As bandeiras da recuperação de recursos e da universalização do tratamento de esgoto inspiram a spin-off Centro de Referência em Estações Sustentáveis de Tratamento de Esgoto (CR ETEs), recém-criada por engenheiros sanitaristas egressos da UFMG. A spin-off – a expressão define empresa de base tecnológica surgida de uma instituição ou de uma outra empresa – vai levar para a sociedade o conhecimento produzido na UFMG, ao longo das últimas décadas, e também no âmbito do Instituto Nacional de Ciência e Tecnologia em Estações Sustentáveis de Tratamento de Esgoto (INCT ETEs Sustentáveis), que iniciou suas atividades em 2017 e tem coordenação baseada na Universidade.

Lucas Chamhun:
Lucas Chamhum: economia circularArquivo pessoal

“Nosso intuito principal é reforçar elos entre a academia e o ambiente extramuros, promovendo a circularidade da economia e aproximando os diversos atores. A spin-off vai trabalhar com base em diagnóstico, planejamento e diálogo com as comunidades”, anuncia Lucas Chamhum, um dos sócios da empresa, ao lado de Thiago Bressani, Lucas Vassalle, Lívia Lobato, Lariza Azevedo e do professor recém-aposentado Carlos Chernicharo, que coordenou o INCT ETEs Sustentáveis até março deste ano.

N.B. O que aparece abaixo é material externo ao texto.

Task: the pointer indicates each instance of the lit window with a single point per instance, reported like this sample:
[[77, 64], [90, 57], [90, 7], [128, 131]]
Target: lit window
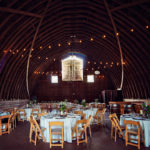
[[90, 78], [72, 68], [54, 79]]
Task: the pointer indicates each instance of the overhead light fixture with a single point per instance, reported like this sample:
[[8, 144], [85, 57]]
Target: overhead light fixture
[[97, 72]]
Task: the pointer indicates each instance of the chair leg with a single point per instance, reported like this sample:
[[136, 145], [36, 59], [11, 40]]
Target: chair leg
[[126, 139], [90, 131], [112, 131], [30, 134], [36, 134], [115, 134]]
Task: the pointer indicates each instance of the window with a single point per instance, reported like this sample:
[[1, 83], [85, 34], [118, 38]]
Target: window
[[72, 68], [90, 78], [54, 79]]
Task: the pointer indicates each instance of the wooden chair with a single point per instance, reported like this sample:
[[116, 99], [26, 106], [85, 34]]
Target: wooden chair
[[35, 128], [42, 114], [12, 120], [116, 125], [21, 115], [99, 117], [80, 129], [59, 131], [4, 124], [88, 124], [35, 113], [133, 130]]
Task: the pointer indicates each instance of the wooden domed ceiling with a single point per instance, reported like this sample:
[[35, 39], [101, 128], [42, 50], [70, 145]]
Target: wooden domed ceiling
[[42, 31]]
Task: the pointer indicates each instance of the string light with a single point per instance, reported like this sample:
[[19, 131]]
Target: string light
[[5, 51], [59, 45], [117, 34], [117, 64], [49, 46], [132, 30], [104, 36], [147, 27], [69, 43]]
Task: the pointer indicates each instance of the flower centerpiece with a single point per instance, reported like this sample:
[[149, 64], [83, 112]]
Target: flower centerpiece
[[30, 103], [83, 103], [62, 107], [96, 100], [76, 101], [146, 108]]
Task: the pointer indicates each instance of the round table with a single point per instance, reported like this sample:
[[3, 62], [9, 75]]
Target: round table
[[69, 123], [145, 124]]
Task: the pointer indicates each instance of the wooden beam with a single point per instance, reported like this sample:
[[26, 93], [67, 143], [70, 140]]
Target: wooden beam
[[118, 41], [137, 2], [32, 45], [15, 11]]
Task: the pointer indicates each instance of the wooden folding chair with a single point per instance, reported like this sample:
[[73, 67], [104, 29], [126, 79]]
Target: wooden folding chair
[[21, 115], [88, 124], [99, 117], [83, 116], [118, 128], [42, 114], [35, 128], [80, 130], [35, 113], [134, 133], [4, 124], [12, 120], [59, 131]]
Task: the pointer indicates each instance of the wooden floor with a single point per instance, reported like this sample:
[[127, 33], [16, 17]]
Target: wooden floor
[[19, 140]]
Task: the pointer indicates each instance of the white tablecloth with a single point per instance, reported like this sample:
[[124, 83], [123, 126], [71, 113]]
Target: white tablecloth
[[4, 113], [69, 122], [145, 124], [29, 110], [88, 112]]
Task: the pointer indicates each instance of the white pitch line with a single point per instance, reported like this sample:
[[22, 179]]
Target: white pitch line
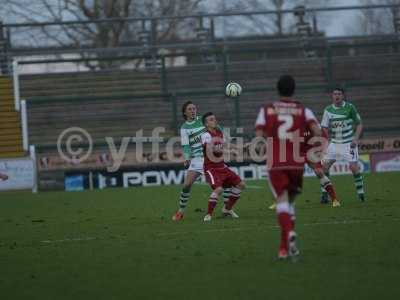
[[255, 187], [69, 240], [252, 227], [344, 222]]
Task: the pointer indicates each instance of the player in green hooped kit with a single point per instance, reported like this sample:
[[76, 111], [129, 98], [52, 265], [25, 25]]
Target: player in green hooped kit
[[343, 125], [191, 132]]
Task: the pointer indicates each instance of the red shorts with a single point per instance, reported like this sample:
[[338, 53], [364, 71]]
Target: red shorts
[[286, 180], [314, 165], [222, 177]]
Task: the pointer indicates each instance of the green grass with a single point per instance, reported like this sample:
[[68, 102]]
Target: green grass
[[122, 244]]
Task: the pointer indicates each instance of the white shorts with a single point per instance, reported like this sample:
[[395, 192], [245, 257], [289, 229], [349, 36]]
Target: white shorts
[[196, 164], [342, 152]]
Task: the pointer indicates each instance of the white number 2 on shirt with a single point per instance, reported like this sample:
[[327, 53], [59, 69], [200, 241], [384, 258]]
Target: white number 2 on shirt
[[283, 129]]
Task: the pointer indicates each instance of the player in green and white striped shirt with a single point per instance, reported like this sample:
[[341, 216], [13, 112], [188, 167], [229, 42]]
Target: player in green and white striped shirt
[[191, 132], [343, 125]]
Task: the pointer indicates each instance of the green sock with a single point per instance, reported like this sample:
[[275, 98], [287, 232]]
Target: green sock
[[226, 194], [359, 183], [184, 199]]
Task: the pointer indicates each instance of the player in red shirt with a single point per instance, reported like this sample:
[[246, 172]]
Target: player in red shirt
[[284, 124], [217, 173]]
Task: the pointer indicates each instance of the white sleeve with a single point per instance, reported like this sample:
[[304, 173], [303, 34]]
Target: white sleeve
[[206, 138], [184, 137], [325, 120], [261, 121]]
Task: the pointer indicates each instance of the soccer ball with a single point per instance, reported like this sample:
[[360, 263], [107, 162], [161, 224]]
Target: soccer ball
[[233, 89]]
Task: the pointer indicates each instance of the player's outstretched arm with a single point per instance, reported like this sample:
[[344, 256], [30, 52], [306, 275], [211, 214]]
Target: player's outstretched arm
[[357, 135]]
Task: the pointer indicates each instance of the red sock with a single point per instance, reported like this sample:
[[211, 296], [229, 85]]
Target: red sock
[[285, 222], [232, 201], [331, 191], [211, 206]]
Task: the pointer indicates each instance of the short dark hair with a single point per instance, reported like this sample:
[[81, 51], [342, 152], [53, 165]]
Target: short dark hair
[[205, 116], [338, 88], [286, 86], [184, 106]]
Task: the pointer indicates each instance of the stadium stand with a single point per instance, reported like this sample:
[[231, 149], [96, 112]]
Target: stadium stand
[[10, 135], [118, 103]]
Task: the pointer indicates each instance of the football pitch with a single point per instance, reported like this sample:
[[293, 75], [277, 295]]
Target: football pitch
[[122, 244]]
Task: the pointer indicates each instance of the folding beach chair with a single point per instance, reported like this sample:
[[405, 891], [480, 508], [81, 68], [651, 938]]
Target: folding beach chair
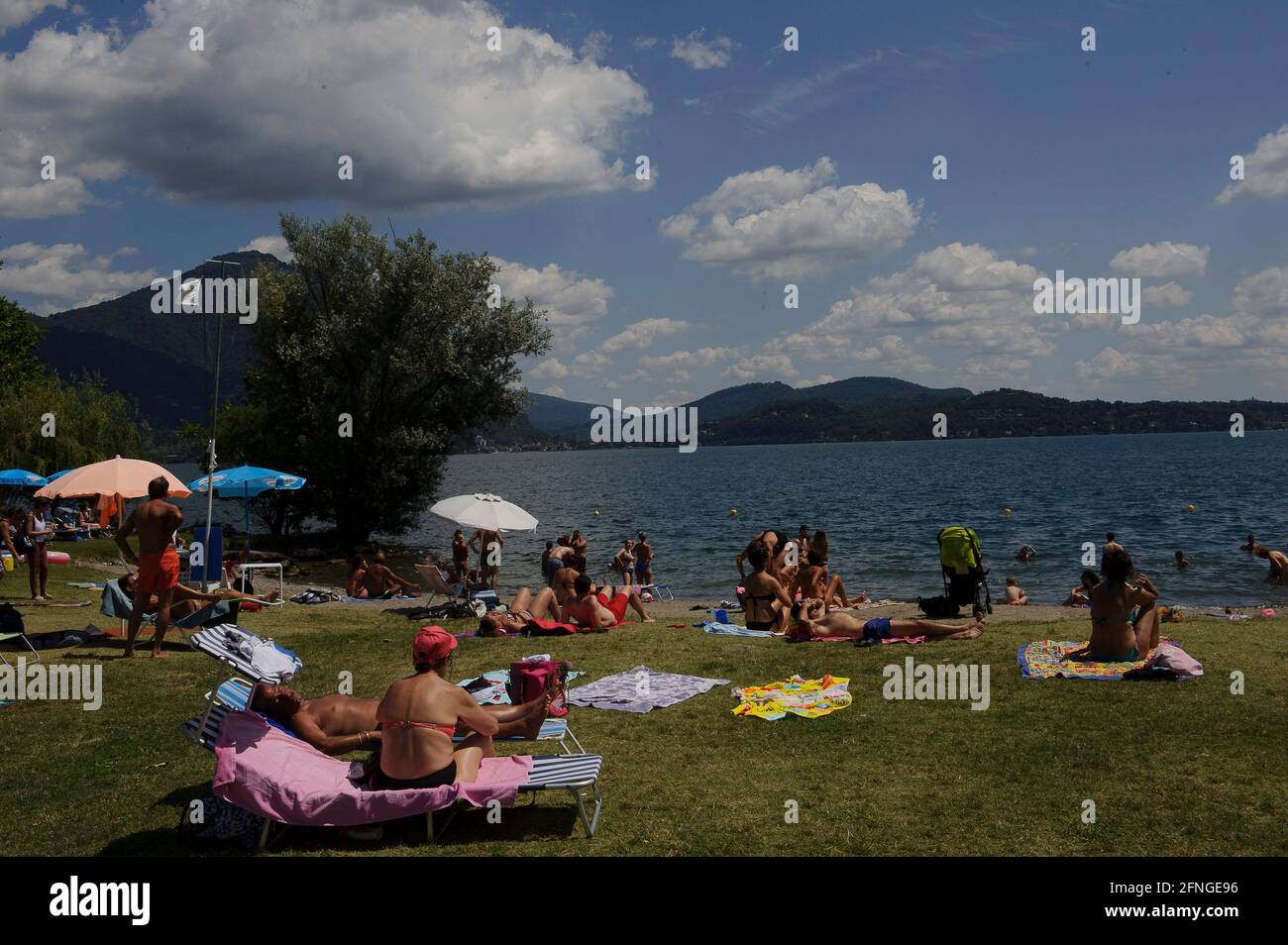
[[230, 691], [115, 604], [658, 591], [436, 582], [578, 774]]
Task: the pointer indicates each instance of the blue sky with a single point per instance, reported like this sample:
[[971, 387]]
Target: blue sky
[[810, 167]]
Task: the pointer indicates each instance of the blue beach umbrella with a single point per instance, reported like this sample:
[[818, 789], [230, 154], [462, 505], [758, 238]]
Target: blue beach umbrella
[[21, 476], [245, 483]]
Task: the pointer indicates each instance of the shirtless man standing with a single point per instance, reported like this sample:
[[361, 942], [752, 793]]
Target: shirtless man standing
[[562, 583], [156, 522], [814, 621], [488, 545]]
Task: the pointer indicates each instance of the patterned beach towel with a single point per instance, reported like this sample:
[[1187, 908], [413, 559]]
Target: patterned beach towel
[[798, 696], [1044, 660], [732, 630], [490, 686], [640, 690]]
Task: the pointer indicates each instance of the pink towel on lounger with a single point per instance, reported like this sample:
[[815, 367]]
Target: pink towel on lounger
[[268, 773]]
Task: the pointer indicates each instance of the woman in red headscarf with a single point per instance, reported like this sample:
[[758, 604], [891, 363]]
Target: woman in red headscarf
[[419, 716]]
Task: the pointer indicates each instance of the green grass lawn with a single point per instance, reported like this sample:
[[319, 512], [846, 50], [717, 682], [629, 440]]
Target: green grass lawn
[[1183, 769]]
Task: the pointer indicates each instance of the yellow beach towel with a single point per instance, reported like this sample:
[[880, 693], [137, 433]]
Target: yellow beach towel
[[798, 696]]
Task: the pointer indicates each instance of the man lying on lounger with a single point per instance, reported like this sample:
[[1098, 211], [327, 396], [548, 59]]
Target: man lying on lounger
[[343, 724], [814, 621], [597, 608]]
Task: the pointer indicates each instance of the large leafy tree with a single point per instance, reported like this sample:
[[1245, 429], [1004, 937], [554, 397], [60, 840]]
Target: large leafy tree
[[374, 355]]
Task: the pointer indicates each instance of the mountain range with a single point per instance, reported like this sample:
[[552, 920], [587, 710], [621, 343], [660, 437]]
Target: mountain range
[[167, 365]]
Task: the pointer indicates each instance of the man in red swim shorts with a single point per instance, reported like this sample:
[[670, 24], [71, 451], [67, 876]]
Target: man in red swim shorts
[[156, 522], [596, 610]]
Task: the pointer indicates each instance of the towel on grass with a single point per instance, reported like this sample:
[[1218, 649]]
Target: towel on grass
[[1044, 660], [288, 781], [798, 696], [640, 690]]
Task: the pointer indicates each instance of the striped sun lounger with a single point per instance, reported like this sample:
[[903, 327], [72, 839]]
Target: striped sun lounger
[[578, 774]]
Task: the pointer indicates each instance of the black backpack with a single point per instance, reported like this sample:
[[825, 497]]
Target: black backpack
[[11, 621], [938, 608]]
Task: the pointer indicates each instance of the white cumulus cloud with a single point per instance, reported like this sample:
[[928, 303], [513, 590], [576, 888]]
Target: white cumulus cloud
[[282, 90], [1162, 261], [774, 223]]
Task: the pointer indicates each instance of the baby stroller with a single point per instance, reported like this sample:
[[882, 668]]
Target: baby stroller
[[965, 576]]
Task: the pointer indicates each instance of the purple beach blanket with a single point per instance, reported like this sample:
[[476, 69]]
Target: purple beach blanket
[[640, 690]]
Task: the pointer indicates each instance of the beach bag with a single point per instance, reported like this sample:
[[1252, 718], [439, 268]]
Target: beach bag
[[936, 608], [531, 678]]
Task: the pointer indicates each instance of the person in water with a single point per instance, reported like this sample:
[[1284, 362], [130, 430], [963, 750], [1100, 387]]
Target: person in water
[[420, 714], [812, 580], [342, 724], [643, 561], [1278, 564], [1016, 593], [778, 567], [765, 600], [812, 621], [623, 562], [1081, 595], [1124, 615]]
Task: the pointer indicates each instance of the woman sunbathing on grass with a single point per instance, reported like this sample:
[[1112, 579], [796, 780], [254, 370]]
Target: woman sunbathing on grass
[[765, 601], [343, 724], [417, 718], [812, 621], [1124, 617]]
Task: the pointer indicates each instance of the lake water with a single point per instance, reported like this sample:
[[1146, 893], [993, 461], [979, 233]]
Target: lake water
[[883, 505]]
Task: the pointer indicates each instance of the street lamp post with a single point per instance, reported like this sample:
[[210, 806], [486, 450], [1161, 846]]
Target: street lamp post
[[214, 421]]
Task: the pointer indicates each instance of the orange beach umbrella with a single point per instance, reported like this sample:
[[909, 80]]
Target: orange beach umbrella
[[117, 476]]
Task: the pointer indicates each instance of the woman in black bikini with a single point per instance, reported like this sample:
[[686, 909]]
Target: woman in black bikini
[[767, 602], [419, 716]]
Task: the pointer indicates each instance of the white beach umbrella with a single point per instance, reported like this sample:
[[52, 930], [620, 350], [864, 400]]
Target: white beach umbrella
[[485, 511]]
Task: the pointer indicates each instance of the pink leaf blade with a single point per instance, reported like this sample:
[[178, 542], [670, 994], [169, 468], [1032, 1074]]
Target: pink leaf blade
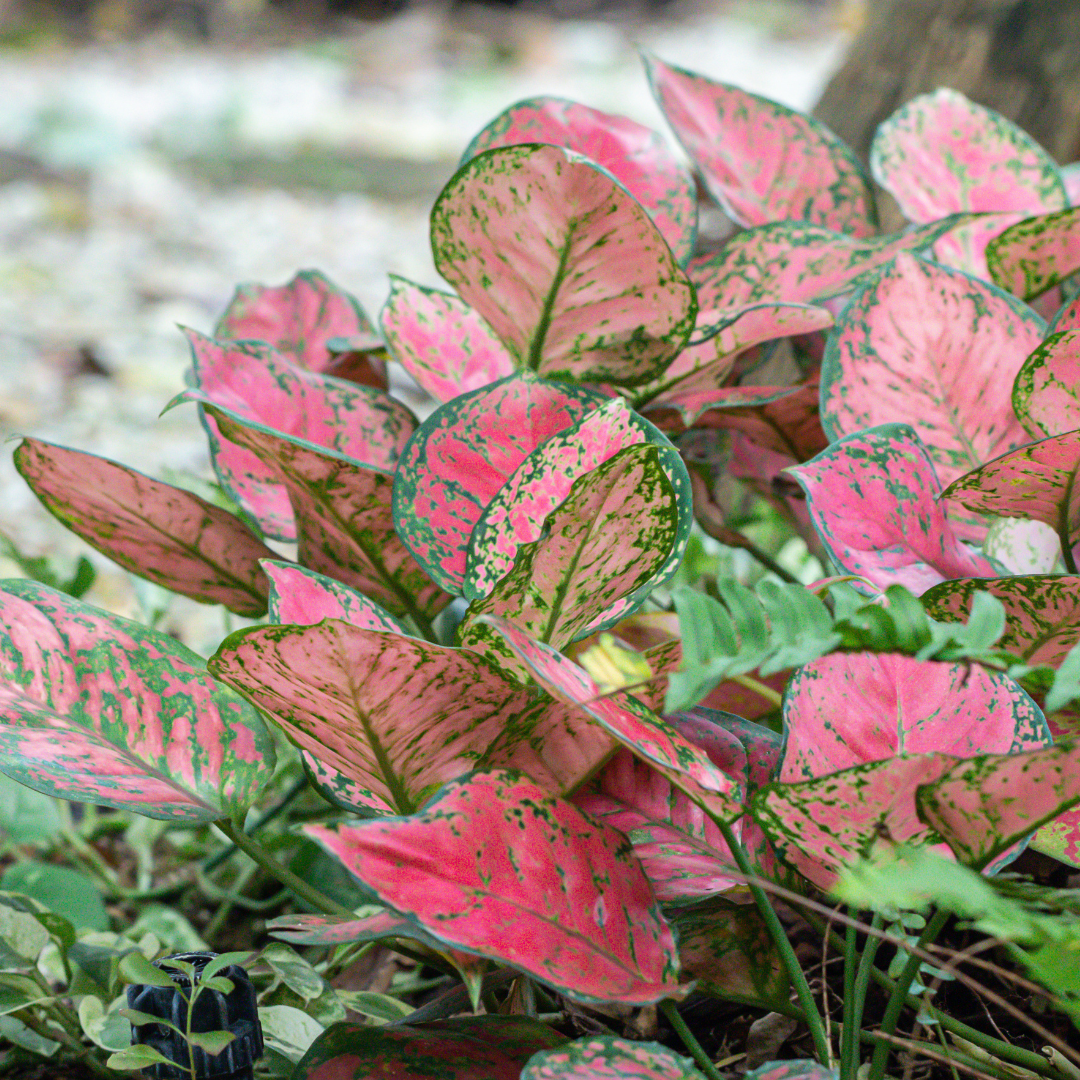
[[159, 531]]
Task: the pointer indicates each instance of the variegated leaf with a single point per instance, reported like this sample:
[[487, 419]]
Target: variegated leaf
[[634, 154], [563, 264], [153, 529], [343, 515], [517, 513], [608, 1057], [1042, 611], [441, 341], [97, 709], [466, 1048], [760, 160], [601, 554], [873, 498], [1037, 253], [461, 456], [930, 347], [498, 866], [941, 153], [300, 320], [645, 734], [846, 709], [1047, 390], [396, 717]]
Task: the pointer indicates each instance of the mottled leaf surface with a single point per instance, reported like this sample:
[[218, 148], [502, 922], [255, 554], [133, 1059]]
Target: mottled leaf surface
[[538, 886], [930, 347], [441, 341], [637, 157], [1042, 611], [873, 498], [98, 709], [396, 716], [153, 529], [517, 513], [461, 456], [760, 160], [563, 264], [609, 1057]]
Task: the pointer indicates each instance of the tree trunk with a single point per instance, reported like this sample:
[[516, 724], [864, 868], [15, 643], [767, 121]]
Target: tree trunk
[[1021, 57]]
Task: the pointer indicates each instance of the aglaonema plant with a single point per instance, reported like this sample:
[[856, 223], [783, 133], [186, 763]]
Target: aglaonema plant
[[459, 649]]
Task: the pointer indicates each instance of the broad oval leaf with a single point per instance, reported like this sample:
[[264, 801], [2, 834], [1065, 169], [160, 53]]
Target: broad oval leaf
[[1047, 391], [543, 481], [299, 320], [760, 160], [873, 498], [608, 1057], [396, 716], [941, 153], [98, 709], [846, 709], [1042, 611], [463, 453], [563, 264], [636, 156], [159, 531], [1037, 253], [441, 341], [497, 865], [933, 348]]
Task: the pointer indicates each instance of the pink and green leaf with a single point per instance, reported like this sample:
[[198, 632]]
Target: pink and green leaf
[[760, 160], [98, 709], [873, 498], [942, 153], [157, 530], [564, 265], [441, 341], [396, 717], [933, 348], [544, 888], [1042, 611], [300, 320], [637, 157], [462, 455]]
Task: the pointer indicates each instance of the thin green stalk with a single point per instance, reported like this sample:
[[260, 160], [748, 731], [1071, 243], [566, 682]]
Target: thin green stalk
[[795, 973], [285, 876], [697, 1051]]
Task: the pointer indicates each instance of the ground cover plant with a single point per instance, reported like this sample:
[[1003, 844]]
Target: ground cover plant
[[534, 740]]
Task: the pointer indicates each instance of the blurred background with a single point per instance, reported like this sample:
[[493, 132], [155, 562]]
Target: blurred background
[[153, 153]]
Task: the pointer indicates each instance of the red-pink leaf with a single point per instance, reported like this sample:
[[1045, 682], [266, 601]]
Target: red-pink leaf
[[498, 866], [441, 341], [1047, 390], [760, 160], [1037, 253], [98, 709], [608, 1057], [461, 456], [846, 709], [159, 531], [873, 499], [634, 154], [941, 153], [933, 348], [396, 717], [644, 733], [1042, 611], [563, 264], [300, 320]]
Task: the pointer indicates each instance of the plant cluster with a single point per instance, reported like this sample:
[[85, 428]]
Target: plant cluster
[[458, 651]]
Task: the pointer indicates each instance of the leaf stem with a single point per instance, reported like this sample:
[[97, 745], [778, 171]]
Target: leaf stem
[[697, 1051], [285, 876]]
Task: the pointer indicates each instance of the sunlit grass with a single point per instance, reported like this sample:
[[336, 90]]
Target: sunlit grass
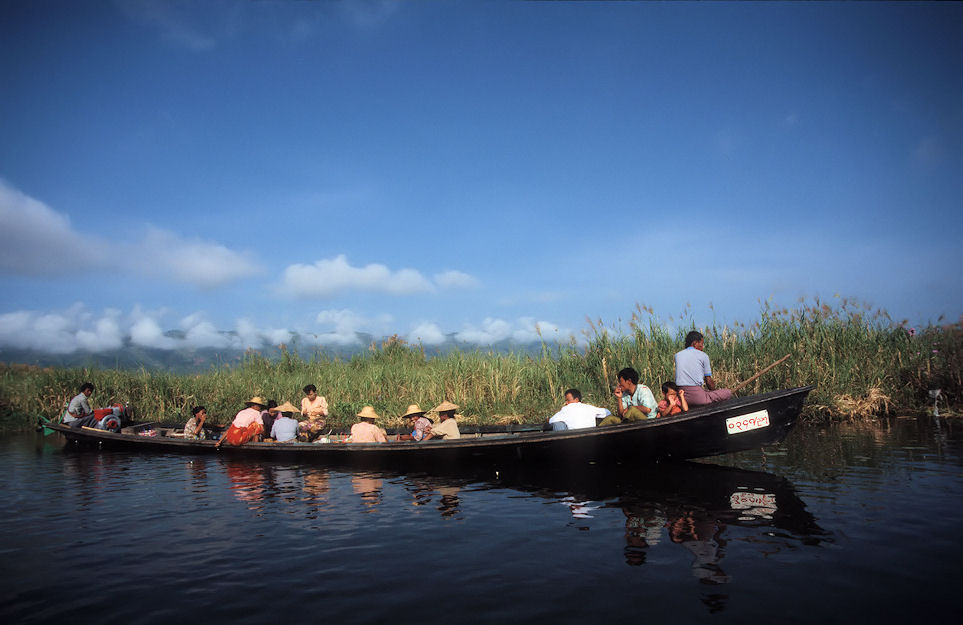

O CR ETEs vai aplicar o conhecimento gerado por pesquisas diversas para propor tecnologias apropriadas para casos específicos; prover diagnóstico, planejamento e gestão; capacitar técnicos por meio de atividades como oficinas e workshops, sempre mirando a sustentabilidade econômica e ambiental. Entre outros trabalhos já iniciados, a spin-off presta assessoria à Vale na proposição de soluções sustentáveis de saneamento no âmbito do Plano Estratégico de Saneamento para a Bacia do Rio Paraopeba. O plano integra o pacto firmado pela mineradora com o poder público com vistas à compensação pelo desastre humano e ambiental provocado pelo rompimento de barragem de rejeitos de mineração no Córrego do Feijão, em Brumadinho, em janeiro de 2019.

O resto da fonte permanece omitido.